To Scatter What Remains
1224 W Loyola Ave, Chicago IL
May 30, 2025 - June 15, 2025
Opening Friday, May 30 from 6-9 PM
Reading and Workshop Sunday, June 8 from 2-4 PM with Natasha Mijares

My artistic practice centers around transforming everyday objects into anthropomorphic forms, where the material world splits and reconverges, entangling matter to flow, move, and propel forward. I cut, snip, paint, stitch, construct, integrate found objects, building materials, and manipulate steel into corporeal assemblages. This process responds to the embodied and disembodied experiences inscribed with societal expectations and norms.
The materials and processes I use symbolize the cyclical nature of transformation, where rupture and repair coexist. I look for the space between fragmented and whole, a dialogue between separation and growth. The splitting of cells, the cutting and breaking of form, is not merely destruction but a process of creation, renewal, and life. The unruliness of nature finds its balance and flow, shaping and bending to reveal harmony. Control, in this context, disrespects the natural order—the non-order that exists between growth and decay, rupture and repair. It is in this space of seemingly contradictory forces that my work exists.

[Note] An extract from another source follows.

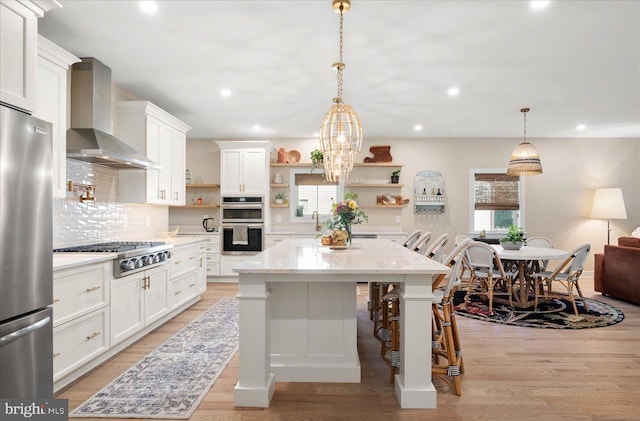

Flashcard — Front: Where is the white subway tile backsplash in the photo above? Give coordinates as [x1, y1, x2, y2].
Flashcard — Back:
[53, 160, 168, 248]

Through exploring an aesthetic of repulsion and attraction, I hold a space for the tension between fragility and strength, trauma and renewal, and tenderness and violence. It reflects how knowledge and understanding are intertwined with history, culture, and power. By delinking from the logic and grammar of modernity and coloniality, I carve out a space for alternative epistemologies and ways of knowing. The materiality of my work acts as a metaphor for how bodies are transformed, exhausted, and reclaimed in the face of oppression.
–– Lauren Flaaen

Lauren Flaaen (b. Los Angeles, CA) holds an MFA from Yale School of Art in Painting and Printmaking. Their work has been exhibited at the Metal Museum, Memphis; the Logan Center, University of Chicago; SAIC Galleries; Bard Fisher Arts; Roman Susan; Woman Made Gallery; Terrain Exhibits; and Stay Home Gallery. A recipient of the Richard Welling Scholarship, the Yale Pathways Fellowship, the Joseph and Emily Gidwitz Scholarship, and the FIRE (Foundry Invitational + River Exhibition) Scholarship, their work has also been featured in the Vassar Review (2022) and Emerge Journal (2023).